If the deal goes through, Sprint’s spectrum holdings would increase dramatically. Yet another example of secondary market transactions being one of the fastest ways to get spectrum to market.
Friday, March 23
Fierce Wireless’ Sue Marek reports that in a recent appearance at Goldman Sachs TMT Leveraged Finance Conference, Clearwire CFO Hope Cochran announced usage of the mobile broadband provider’s network increase by a staggering 705% from 2010-2011.
That’s translates to a lot of data bombarding the company’s bombarding the company’s network, and it really hammers home just how much more capacity all mobile broadband providers will need to keep up with demand. In fact, Clearwire’s CFO herself believes that without more spectrum, the company’s competitors could hit rough going.
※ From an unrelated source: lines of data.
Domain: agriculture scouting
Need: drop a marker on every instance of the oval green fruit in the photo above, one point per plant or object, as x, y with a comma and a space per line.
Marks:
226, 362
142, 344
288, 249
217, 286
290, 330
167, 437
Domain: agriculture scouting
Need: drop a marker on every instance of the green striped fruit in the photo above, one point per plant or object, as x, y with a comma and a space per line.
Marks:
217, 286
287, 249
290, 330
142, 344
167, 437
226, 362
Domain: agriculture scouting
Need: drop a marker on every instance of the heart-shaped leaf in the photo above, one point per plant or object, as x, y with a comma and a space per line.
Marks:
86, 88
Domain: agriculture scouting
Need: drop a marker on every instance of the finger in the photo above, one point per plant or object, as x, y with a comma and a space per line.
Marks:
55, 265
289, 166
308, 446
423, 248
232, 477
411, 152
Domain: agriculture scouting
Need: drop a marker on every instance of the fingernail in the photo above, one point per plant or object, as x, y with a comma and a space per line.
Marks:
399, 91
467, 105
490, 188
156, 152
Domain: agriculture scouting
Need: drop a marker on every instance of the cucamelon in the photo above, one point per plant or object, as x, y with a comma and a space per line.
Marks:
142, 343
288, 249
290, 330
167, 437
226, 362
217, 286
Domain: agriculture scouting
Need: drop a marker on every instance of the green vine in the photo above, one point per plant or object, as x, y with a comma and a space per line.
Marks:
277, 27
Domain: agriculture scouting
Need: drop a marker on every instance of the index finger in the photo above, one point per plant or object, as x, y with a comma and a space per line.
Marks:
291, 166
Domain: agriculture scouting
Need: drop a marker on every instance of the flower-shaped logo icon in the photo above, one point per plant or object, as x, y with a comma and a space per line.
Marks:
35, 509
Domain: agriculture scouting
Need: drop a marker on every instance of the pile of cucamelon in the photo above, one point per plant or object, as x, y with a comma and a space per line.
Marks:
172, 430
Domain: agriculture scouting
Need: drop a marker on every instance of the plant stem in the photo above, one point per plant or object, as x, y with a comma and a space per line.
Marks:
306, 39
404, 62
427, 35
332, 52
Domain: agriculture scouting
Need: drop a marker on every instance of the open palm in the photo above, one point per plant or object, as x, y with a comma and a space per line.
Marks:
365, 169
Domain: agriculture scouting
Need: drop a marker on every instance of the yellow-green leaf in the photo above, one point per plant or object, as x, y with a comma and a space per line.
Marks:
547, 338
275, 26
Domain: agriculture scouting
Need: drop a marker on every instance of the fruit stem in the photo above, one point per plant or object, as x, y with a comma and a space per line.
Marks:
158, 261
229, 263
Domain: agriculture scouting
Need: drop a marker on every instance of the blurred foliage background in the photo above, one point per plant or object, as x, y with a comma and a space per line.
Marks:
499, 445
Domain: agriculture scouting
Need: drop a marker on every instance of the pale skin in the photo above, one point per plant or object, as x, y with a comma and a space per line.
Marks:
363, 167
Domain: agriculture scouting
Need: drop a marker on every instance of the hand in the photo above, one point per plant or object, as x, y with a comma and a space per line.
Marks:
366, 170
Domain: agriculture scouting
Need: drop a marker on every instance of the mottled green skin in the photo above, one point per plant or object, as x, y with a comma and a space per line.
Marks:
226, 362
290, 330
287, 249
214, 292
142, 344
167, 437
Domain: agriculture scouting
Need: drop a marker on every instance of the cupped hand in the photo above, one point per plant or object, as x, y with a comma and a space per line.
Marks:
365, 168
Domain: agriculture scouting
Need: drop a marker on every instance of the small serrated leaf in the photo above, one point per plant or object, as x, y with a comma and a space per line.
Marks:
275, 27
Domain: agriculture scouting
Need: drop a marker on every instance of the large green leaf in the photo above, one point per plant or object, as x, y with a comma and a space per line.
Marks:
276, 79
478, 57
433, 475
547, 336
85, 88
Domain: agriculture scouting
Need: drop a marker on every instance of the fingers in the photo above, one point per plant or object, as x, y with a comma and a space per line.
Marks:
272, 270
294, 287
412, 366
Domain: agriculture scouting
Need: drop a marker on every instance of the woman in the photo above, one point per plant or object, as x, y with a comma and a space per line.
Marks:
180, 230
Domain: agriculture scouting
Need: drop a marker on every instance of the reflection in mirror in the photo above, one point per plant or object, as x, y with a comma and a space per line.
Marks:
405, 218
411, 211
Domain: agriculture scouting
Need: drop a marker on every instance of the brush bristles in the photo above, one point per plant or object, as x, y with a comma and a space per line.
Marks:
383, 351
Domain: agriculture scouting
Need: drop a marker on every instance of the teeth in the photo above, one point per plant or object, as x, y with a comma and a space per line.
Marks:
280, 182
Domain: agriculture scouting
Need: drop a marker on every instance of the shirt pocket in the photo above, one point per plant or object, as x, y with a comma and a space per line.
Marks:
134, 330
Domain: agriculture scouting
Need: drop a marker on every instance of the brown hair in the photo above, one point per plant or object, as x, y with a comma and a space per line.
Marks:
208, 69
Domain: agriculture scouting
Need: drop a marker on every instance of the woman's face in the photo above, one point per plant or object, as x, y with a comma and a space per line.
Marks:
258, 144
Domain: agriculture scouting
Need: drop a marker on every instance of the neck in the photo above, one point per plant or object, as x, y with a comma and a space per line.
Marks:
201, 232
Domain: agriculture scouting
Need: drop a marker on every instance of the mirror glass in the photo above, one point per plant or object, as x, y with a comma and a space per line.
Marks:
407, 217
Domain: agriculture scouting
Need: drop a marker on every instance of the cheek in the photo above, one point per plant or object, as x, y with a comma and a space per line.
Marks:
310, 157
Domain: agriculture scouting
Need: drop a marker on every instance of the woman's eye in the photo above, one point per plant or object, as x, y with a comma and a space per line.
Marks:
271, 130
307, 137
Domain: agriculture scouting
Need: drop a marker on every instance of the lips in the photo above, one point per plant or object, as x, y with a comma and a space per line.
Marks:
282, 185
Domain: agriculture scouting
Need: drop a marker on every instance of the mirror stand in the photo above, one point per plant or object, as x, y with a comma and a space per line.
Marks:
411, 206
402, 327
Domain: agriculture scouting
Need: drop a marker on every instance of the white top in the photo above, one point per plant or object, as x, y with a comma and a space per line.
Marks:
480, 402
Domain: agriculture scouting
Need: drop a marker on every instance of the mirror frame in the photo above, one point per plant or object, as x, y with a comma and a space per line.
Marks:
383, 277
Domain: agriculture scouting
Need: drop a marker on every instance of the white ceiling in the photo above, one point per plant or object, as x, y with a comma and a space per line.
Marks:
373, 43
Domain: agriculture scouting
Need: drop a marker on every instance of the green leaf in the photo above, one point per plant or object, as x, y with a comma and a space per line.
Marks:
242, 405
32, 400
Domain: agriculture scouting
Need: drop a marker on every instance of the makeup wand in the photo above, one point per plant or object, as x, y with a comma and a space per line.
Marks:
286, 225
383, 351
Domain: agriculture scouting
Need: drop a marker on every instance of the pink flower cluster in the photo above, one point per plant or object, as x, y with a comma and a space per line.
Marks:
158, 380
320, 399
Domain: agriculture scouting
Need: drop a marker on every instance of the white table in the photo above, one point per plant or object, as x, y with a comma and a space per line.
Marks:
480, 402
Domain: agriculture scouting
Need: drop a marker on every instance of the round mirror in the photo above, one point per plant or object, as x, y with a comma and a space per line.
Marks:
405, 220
As Marek writes:
Cochran then honed in on the fact that Clearwire believes these operators will run out of capacity on their LTE networks very quickly, and will therefore quickly need to off-load their traffic onto Clearwire’s network. When asked by investors how quickly Clearwire thinks the big operators will hit their capacity limits, Cochran said she thinks it will happen very quickly. “We see our own trends and that is the appetite for data is tremendous.”
While the spectrum crunch may turn out to be a benefit for Clearwire, it’s not hard to see the negative impact a lack of available airwaves could have on the wireless industry as a whole if the spectrum crunch is not smartly managed. The FCC needs to act fast to auction off spectrum, for example, so we can begin the process of getting to where spectrum is usable and benefiting consumers.
Friday, August 19
Olga Kharif and Alex Sherman of Bloomberg report that Sprint is in talks with cable giant Comcast to increase Sprint’s ownership of Clearwire in order to keep plans afloat to build out next-generation LTE mobile broadband:
Sprint and Comcast, which are already investors in Clearwire along with Time Warner Cable Inc. and Bright House Networks LLC, are discussing ways to provide funding to the money-losing Kirkland, Washington-based company so it can build out its high-speed wireless network. Clearwire plans to spend about $600 million to upgrade its network to so-called long-term evolution, or LTE, technology, to compete against AT&T Inc. and Verizon Wireless, the company said this month.
Tuesday, August 09
Competition in the next-generation mobile broadband market is heating up. With Verizon already deploying its LTE network nationwide, and AT&T pledging to expand its network to the majority of the country following its proposed merger with T-Mobile, provider Clearwire — partnering with Sprint — is gearing up to be one of the world’s first operators to launch what’s known as LTE TDD, or Long Term Evolution Time Division Duplex.
That’s certainly a complicated moniker, but thankfully Dan Jones at Light Reading has provided a handy explanation of what LTE TDD is, and what makes it exciting.